Search code examples
pythonlistobjectunique

Find the sub-set of unique objects in a list which contains duplicate references to the objects


I have an algorithm that creates a set of lists in the values of a dictionary. However, the number of lists is less than the number of dictionary keys because some of the values are references to the same list object.

When the algorithm is complete, I want to extract a list of only the remaining unique list objects. I want to avoid having to compare two lists since this is inefficient.

I came up with this way to do it using the id function. Maybe this is fine but I wasn't sure if this is an appropriate use of id and wondering if there's a simpler way to do it.

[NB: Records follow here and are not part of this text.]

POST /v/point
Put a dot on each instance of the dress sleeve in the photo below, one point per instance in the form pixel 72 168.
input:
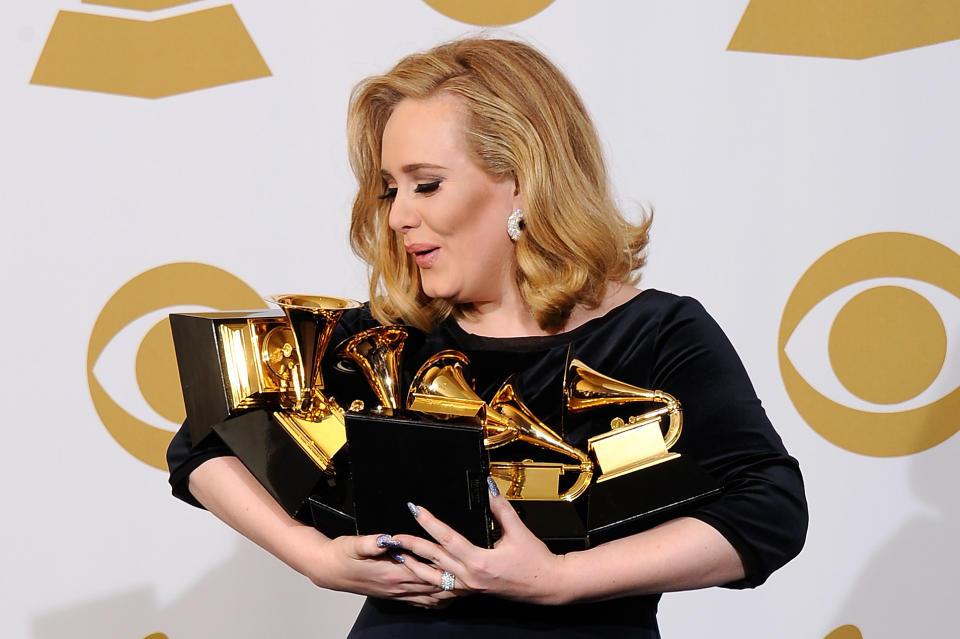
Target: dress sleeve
pixel 183 458
pixel 762 511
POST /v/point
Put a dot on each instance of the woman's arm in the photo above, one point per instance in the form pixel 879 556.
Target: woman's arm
pixel 681 554
pixel 354 564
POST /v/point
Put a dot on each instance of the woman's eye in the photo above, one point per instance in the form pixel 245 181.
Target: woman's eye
pixel 427 187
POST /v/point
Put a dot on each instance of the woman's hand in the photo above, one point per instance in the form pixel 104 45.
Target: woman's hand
pixel 371 565
pixel 363 565
pixel 519 567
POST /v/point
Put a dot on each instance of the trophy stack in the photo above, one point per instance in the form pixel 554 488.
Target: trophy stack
pixel 254 378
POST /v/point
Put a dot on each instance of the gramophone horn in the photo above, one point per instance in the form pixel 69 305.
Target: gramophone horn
pixel 377 351
pixel 585 389
pixel 441 389
pixel 314 421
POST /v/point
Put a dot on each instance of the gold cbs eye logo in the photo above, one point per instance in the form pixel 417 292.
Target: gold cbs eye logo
pixel 889 350
pixel 172 286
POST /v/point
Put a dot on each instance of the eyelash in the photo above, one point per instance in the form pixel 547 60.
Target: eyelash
pixel 425 187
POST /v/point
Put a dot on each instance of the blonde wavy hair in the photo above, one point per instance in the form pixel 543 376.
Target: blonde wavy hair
pixel 525 120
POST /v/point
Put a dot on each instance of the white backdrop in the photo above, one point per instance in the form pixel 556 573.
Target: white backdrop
pixel 758 164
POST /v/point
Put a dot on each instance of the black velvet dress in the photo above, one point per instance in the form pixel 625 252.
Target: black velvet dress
pixel 655 341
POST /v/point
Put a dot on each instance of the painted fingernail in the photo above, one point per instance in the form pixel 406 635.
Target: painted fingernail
pixel 386 541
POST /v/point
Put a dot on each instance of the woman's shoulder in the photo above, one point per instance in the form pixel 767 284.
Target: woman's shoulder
pixel 649 307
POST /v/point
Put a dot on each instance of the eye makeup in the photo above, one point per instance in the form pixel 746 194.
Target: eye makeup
pixel 427 187
pixel 424 187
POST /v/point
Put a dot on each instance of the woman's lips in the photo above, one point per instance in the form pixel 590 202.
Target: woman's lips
pixel 425 255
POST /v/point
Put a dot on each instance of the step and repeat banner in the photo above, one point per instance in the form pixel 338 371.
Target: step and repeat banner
pixel 167 155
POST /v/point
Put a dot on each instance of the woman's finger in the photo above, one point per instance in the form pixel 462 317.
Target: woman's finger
pixel 503 512
pixel 449 539
pixel 367 546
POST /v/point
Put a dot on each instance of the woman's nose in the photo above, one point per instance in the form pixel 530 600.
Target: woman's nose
pixel 403 215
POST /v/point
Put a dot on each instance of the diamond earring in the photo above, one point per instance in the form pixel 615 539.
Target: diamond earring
pixel 513 224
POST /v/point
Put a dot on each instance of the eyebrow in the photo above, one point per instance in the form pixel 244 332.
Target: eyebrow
pixel 410 168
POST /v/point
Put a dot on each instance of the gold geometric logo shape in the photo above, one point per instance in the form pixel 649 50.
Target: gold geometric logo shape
pixel 148 59
pixel 852 29
pixel 847 631
pixel 489 13
pixel 887 344
pixel 140 5
pixel 178 284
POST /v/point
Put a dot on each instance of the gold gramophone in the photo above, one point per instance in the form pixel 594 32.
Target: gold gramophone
pixel 313 420
pixel 630 445
pixel 441 389
pixel 377 352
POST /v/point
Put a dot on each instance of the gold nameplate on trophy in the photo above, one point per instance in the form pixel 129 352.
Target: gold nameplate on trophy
pixel 629 447
pixel 535 481
pixel 259 360
pixel 632 445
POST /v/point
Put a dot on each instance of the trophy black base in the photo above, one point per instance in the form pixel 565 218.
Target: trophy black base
pixel 558 524
pixel 280 465
pixel 331 508
pixel 644 498
pixel 440 465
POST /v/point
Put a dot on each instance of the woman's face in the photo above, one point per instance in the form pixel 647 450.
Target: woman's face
pixel 450 212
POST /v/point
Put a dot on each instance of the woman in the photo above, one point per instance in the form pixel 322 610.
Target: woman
pixel 484 213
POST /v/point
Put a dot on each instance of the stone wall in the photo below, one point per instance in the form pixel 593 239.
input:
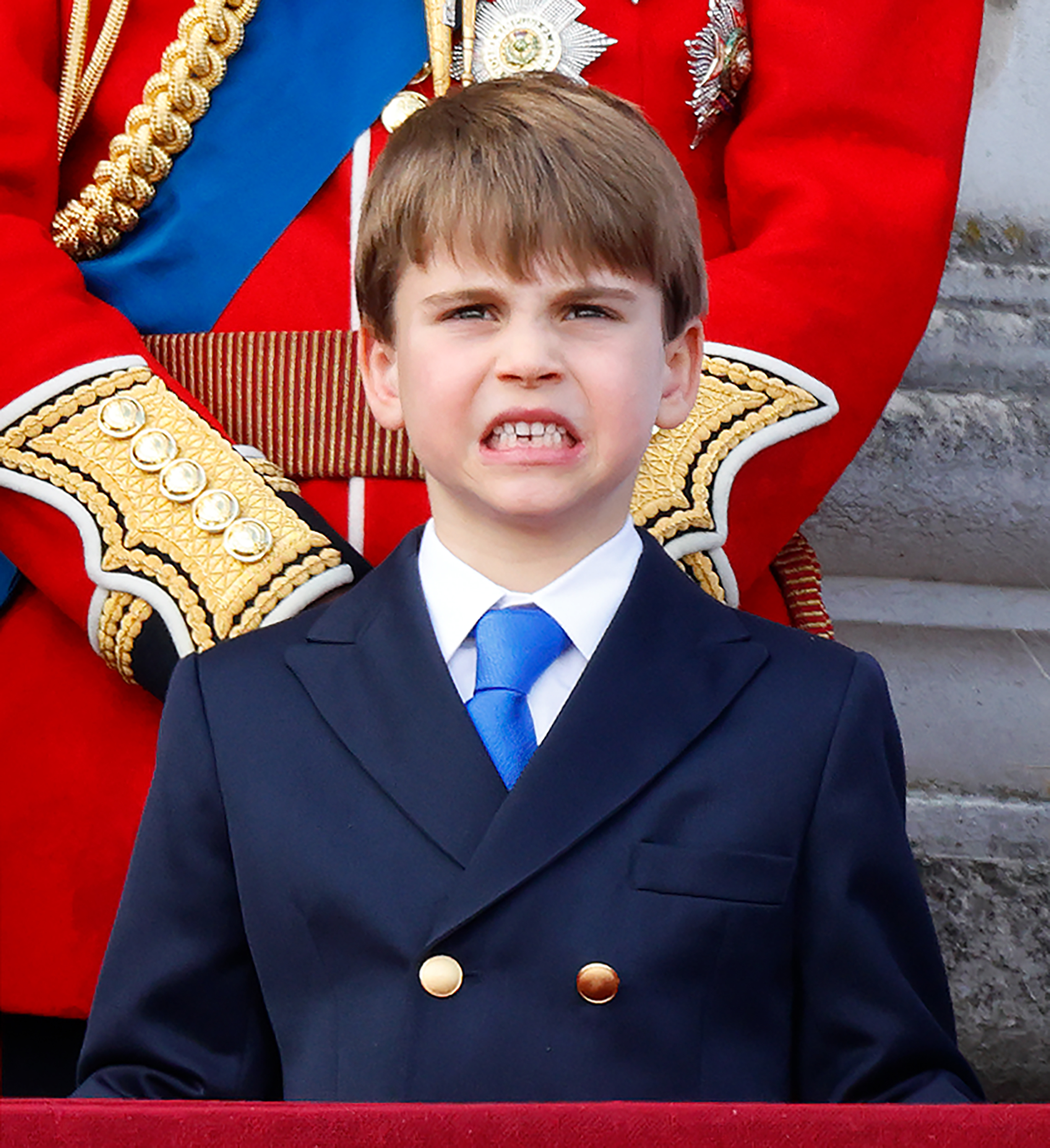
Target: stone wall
pixel 937 551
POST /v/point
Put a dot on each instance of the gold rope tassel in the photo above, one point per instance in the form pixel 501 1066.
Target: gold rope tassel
pixel 440 38
pixel 470 17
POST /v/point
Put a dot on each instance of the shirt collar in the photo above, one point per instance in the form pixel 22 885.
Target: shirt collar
pixel 582 601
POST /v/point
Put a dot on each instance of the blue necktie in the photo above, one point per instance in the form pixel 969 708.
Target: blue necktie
pixel 515 647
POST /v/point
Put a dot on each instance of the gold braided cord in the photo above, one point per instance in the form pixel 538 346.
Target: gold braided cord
pixel 120 626
pixel 79 84
pixel 700 568
pixel 157 130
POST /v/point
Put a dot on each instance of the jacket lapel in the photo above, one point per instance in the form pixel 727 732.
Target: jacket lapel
pixel 668 666
pixel 372 667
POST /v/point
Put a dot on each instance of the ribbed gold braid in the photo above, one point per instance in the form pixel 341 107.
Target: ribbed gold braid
pixel 797 570
pixel 157 130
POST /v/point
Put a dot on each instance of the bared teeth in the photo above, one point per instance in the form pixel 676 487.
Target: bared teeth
pixel 528 434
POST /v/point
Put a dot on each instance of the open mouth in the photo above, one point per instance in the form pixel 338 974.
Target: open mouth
pixel 519 433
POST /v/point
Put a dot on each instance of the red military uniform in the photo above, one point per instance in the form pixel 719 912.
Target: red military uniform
pixel 825 198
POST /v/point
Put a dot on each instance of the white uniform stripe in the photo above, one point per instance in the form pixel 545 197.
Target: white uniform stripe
pixel 356 513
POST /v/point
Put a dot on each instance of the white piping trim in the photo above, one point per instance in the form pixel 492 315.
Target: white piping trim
pixel 130 584
pixel 359 178
pixel 306 595
pixel 30 400
pixel 356 513
pixel 713 541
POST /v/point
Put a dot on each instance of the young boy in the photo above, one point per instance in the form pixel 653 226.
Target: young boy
pixel 350 885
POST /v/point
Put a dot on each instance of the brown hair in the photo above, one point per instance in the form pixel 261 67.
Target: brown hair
pixel 525 170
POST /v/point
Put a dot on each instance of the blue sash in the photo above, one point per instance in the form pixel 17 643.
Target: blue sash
pixel 8 579
pixel 309 79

# Start with a full set of unique lists
groups = {i: [i] for i in range(1, 6)}

# Algorithm joins some of the lists together which 
# reduces the total number
for a, b in [(1, 2), (2, 4)]:
    groups[a] += groups[b]
    groups[b] = groups[a]

print(groups)

Output:

{1: [1, 2, 4], 2: [1, 2, 4], 3: [3], 4: [1, 2, 4], 5: [5]}

Note: Now some of the values of the dictionary contain the same list, [1, 2, 4].

# Find the remaining unique lists
all_values = list(groups.values())
ids = [id(x) for x in all_values]
result = [all_values[ids.index(a)] for a in set(ids)]

print(result)

Output:

[[1, 2, 4], [3], [5]]

This is a common question in other languages but I couldn't find one on how to do this in Python.


Solution

  • What you have is a dictionary where values (lists) may be duplicated.

    Sets are useful for reducing duplicate data. However, as lists are not hashable you need to convert them to something else - e.g., a tuple

    You could do this:

    groups = {i: [i] for i in range(1, 6)}
    
    # Algorithm joins some of the lists together which 
    # reduces the total number
    for a, b in [(1, 2), (2, 4)]:
        groups[a] += groups[b]
        groups[b] = groups[a]
    
    print(groups)
    
    result = list(map(list, {*(tuple(e) for e in groups.values())}))
    
    print(result)
    

    Output:

    [[3], [1, 2, 4], [5]]
    

    A potential disadvantage of this technique is that the output order may not be what's required

    Note:

    Just to emphasise the id v. hash dilemma, consider this:

    a=(1,2,3,4,5)           
    b=(1,2,3,4,5)
                       
    id(a)              
    4429940832
    
    id(b)           
    4429952432
    
    hash(a)           
    -5659871693760987716
    
    hash(b) 
    -5659871693760987716